Ce petit groupe fut du même quartier, quartier qui n’était pas le meilleur. Sur la grande place sud de caillou tranchant, là où vivaient paisiblement et que la seule trace de leur passage étaient débris, déchets et même carrosseries, là où le soleil brûlait de ses chauds rayons qui apportaient une chaleureuse atmosphère et surtout transpiration aux cinq jeunes que l’on voyait toujours à jouer sur la même et misérable carrosserie rouillée.

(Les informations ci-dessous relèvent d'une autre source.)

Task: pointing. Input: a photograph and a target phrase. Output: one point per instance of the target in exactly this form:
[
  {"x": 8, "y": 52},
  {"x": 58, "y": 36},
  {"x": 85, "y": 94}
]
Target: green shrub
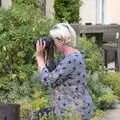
[
  {"x": 19, "y": 27},
  {"x": 113, "y": 81},
  {"x": 67, "y": 10},
  {"x": 102, "y": 94}
]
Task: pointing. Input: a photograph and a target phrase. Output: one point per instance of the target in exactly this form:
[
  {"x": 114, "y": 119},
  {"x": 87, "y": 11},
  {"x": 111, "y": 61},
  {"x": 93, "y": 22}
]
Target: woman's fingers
[{"x": 40, "y": 45}]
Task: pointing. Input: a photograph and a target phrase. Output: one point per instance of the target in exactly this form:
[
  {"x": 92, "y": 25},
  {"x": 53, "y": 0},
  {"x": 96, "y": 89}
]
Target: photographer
[{"x": 68, "y": 78}]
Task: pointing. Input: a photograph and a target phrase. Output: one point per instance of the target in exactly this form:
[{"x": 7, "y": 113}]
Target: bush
[
  {"x": 19, "y": 27},
  {"x": 67, "y": 10},
  {"x": 103, "y": 96},
  {"x": 113, "y": 81}
]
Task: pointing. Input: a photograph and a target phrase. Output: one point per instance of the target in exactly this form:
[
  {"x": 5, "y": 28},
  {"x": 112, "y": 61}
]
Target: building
[
  {"x": 94, "y": 11},
  {"x": 100, "y": 11}
]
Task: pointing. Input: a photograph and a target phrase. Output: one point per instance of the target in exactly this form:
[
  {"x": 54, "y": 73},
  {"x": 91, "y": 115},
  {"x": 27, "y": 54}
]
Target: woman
[{"x": 68, "y": 79}]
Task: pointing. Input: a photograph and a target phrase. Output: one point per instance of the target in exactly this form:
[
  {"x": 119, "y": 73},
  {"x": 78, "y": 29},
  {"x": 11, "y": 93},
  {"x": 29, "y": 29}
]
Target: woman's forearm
[{"x": 40, "y": 63}]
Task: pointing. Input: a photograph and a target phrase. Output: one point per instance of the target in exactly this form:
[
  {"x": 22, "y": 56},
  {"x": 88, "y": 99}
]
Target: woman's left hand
[{"x": 40, "y": 48}]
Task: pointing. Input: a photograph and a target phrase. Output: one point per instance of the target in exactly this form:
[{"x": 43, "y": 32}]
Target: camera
[{"x": 48, "y": 41}]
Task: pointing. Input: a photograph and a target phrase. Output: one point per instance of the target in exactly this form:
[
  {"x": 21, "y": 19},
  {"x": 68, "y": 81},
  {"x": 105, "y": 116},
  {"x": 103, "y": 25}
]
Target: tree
[{"x": 67, "y": 10}]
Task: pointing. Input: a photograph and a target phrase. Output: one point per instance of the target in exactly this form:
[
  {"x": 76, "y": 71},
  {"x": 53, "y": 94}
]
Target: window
[{"x": 100, "y": 11}]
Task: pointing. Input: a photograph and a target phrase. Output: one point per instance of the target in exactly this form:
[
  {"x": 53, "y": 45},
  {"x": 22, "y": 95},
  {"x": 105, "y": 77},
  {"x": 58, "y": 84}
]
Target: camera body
[
  {"x": 49, "y": 51},
  {"x": 48, "y": 41}
]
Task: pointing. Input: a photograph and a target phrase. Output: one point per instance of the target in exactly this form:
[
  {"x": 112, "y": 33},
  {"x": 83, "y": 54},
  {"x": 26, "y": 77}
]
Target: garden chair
[{"x": 113, "y": 44}]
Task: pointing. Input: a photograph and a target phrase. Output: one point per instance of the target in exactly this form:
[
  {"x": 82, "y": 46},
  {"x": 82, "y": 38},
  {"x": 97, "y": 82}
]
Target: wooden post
[
  {"x": 9, "y": 112},
  {"x": 118, "y": 55}
]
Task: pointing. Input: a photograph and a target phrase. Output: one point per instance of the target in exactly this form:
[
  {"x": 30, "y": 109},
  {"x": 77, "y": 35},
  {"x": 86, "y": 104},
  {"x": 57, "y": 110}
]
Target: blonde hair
[{"x": 65, "y": 31}]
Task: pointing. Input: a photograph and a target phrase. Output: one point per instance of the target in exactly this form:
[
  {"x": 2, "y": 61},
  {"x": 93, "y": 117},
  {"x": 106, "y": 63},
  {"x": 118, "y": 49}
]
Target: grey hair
[{"x": 65, "y": 31}]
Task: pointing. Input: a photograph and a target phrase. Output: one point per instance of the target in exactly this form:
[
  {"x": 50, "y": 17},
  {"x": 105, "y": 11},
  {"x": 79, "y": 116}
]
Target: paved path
[{"x": 112, "y": 115}]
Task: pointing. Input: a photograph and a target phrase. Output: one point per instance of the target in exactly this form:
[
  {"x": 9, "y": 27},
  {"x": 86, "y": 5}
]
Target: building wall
[
  {"x": 88, "y": 11},
  {"x": 100, "y": 11},
  {"x": 6, "y": 3},
  {"x": 112, "y": 11}
]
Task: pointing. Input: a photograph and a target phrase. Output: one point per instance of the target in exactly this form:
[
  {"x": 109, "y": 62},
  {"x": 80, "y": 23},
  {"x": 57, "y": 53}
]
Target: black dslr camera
[
  {"x": 48, "y": 41},
  {"x": 49, "y": 51}
]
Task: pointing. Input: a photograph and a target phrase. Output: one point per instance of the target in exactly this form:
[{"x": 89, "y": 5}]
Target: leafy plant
[
  {"x": 67, "y": 10},
  {"x": 19, "y": 27}
]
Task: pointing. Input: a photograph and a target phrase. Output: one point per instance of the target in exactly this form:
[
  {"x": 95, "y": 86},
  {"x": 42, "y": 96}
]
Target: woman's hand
[{"x": 40, "y": 48}]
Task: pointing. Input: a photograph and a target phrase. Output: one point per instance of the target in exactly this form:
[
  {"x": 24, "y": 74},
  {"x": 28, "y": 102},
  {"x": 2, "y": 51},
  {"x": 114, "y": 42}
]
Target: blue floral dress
[{"x": 68, "y": 81}]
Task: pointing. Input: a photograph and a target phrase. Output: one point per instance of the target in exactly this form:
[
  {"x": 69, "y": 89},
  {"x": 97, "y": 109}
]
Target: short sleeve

C’était souvent Didier qui faisait le conducteur et il venait parfois à échanger avec Alain, l’aîné qui jouait le bandit avec son acolyte André montant tout deux sur la pauvre voiture. À l’intérieur, les deux filles cadettes du groupe, ne voulant pas trop s’épuiser aux mêmes choses que les jeunes hommes se contentait de s’asseoir à l’arrière sur ce qu’il restait des sièges. Léa, la sœur Jumelle d’André regardait timidement les garçons qui lui avaient donné le rôle de la jolie demoiselle, quant à Katia, la plus effrayée de la bande à propos de la carrosserie fondue, elle observait simplement les insectes se prélasser au soleil, sortant de leur cachette.

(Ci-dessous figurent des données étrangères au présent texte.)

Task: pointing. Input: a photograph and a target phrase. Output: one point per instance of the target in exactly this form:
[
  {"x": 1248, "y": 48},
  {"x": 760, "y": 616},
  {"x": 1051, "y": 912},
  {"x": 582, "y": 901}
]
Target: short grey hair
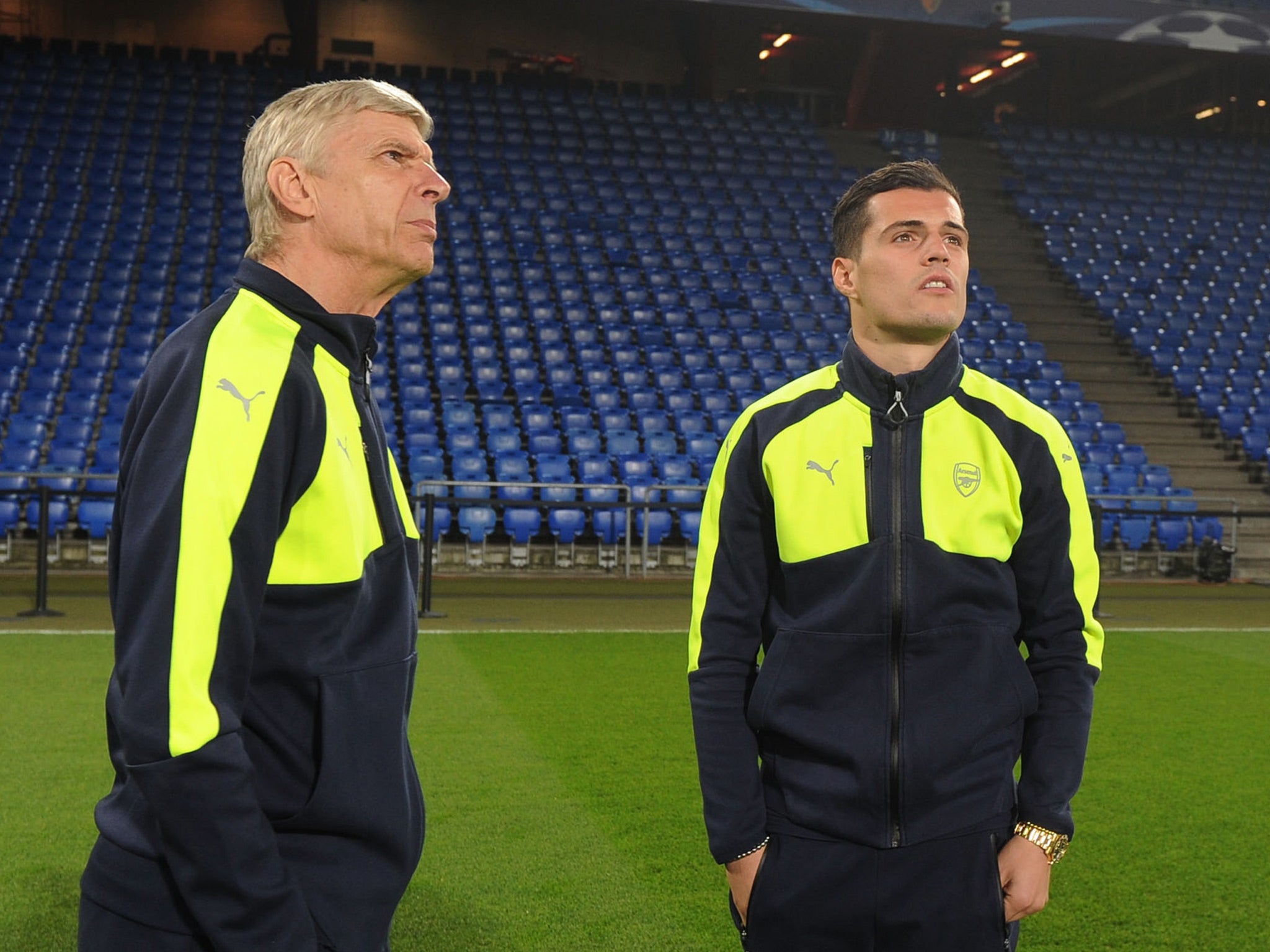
[{"x": 299, "y": 125}]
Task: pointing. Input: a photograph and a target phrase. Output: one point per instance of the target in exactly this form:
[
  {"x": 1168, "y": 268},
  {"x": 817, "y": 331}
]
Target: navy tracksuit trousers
[{"x": 831, "y": 896}]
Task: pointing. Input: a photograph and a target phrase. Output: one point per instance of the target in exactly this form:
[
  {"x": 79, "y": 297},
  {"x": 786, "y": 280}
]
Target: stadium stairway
[{"x": 1009, "y": 253}]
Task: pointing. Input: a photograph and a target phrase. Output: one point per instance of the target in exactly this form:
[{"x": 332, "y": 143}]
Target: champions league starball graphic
[{"x": 1207, "y": 30}]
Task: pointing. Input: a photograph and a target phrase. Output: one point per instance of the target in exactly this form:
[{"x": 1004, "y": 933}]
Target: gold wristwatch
[{"x": 1053, "y": 843}]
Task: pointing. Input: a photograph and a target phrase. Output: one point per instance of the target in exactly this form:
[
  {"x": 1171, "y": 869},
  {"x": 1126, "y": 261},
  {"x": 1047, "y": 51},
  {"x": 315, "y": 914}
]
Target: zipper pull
[{"x": 897, "y": 404}]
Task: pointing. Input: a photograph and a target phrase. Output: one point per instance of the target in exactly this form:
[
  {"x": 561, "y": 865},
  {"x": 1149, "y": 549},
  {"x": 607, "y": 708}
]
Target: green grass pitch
[{"x": 563, "y": 810}]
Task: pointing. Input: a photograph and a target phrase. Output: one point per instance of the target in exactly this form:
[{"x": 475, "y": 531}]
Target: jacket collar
[
  {"x": 349, "y": 337},
  {"x": 920, "y": 390}
]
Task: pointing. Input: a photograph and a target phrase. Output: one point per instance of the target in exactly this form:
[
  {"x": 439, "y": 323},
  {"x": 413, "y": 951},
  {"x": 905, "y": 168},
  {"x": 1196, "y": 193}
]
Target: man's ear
[
  {"x": 291, "y": 187},
  {"x": 845, "y": 277}
]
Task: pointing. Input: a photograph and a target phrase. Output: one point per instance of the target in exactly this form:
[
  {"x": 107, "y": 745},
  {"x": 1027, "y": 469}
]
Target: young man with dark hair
[{"x": 886, "y": 535}]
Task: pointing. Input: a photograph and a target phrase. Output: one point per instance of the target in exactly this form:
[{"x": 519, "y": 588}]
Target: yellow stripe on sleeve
[{"x": 244, "y": 367}]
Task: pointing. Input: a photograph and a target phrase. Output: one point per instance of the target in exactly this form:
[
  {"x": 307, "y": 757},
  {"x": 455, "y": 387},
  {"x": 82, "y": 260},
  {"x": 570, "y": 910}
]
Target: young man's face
[
  {"x": 378, "y": 195},
  {"x": 907, "y": 282}
]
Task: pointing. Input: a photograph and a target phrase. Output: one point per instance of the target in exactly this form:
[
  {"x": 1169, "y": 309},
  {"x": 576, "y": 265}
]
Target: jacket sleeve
[
  {"x": 729, "y": 594},
  {"x": 1057, "y": 575},
  {"x": 207, "y": 475}
]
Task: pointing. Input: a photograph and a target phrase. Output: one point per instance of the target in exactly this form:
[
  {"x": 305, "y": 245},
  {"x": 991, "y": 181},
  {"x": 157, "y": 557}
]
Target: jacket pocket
[
  {"x": 966, "y": 695},
  {"x": 819, "y": 710},
  {"x": 366, "y": 787},
  {"x": 763, "y": 863}
]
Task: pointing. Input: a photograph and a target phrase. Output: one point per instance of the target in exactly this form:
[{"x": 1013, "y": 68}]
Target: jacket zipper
[
  {"x": 895, "y": 414},
  {"x": 378, "y": 470},
  {"x": 869, "y": 523}
]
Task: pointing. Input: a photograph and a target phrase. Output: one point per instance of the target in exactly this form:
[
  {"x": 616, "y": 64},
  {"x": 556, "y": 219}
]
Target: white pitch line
[
  {"x": 1184, "y": 631},
  {"x": 553, "y": 631},
  {"x": 56, "y": 631}
]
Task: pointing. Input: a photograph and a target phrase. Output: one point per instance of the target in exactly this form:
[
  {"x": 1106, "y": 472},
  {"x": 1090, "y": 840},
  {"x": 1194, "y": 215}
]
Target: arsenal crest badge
[{"x": 966, "y": 478}]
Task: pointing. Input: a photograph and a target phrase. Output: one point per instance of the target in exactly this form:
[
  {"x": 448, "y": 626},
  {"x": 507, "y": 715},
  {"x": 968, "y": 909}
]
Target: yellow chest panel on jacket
[
  {"x": 818, "y": 472},
  {"x": 333, "y": 526}
]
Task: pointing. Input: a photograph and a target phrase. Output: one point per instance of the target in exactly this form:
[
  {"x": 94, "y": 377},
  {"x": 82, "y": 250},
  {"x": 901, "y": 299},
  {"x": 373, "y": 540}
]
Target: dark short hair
[{"x": 851, "y": 213}]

Ils rigolaient, criaient, tombaient, couraient, simulaient une bataille. Tous se sentaient riches de ce petit moment de bonheur, tous pleins de vie et d’amusement. Ce moment ne pouvait pas être omis ou même remplacé c’était leur moment à eux. À la moindre bêtise ou dispute, Alain était là pour calmer la troupe, rassurer ou réconforter les pleures, Didier lui s’assurait que tout le monde s’amusaient à cent pour cent. Alors qu’ils oubliaient toute notion de temps, ils étaient libres, ils n’avaient personnes sur le dos. Sautant de la voiture, jouant à cache-cache sur l’effroyable place ravagée. La poussière parsemant les vêtements, ces derniers mélanger à la terre et au sang de quelques-uns qui se coupaient avec les anciennes vitres en morceaux des bâtisses d’avant.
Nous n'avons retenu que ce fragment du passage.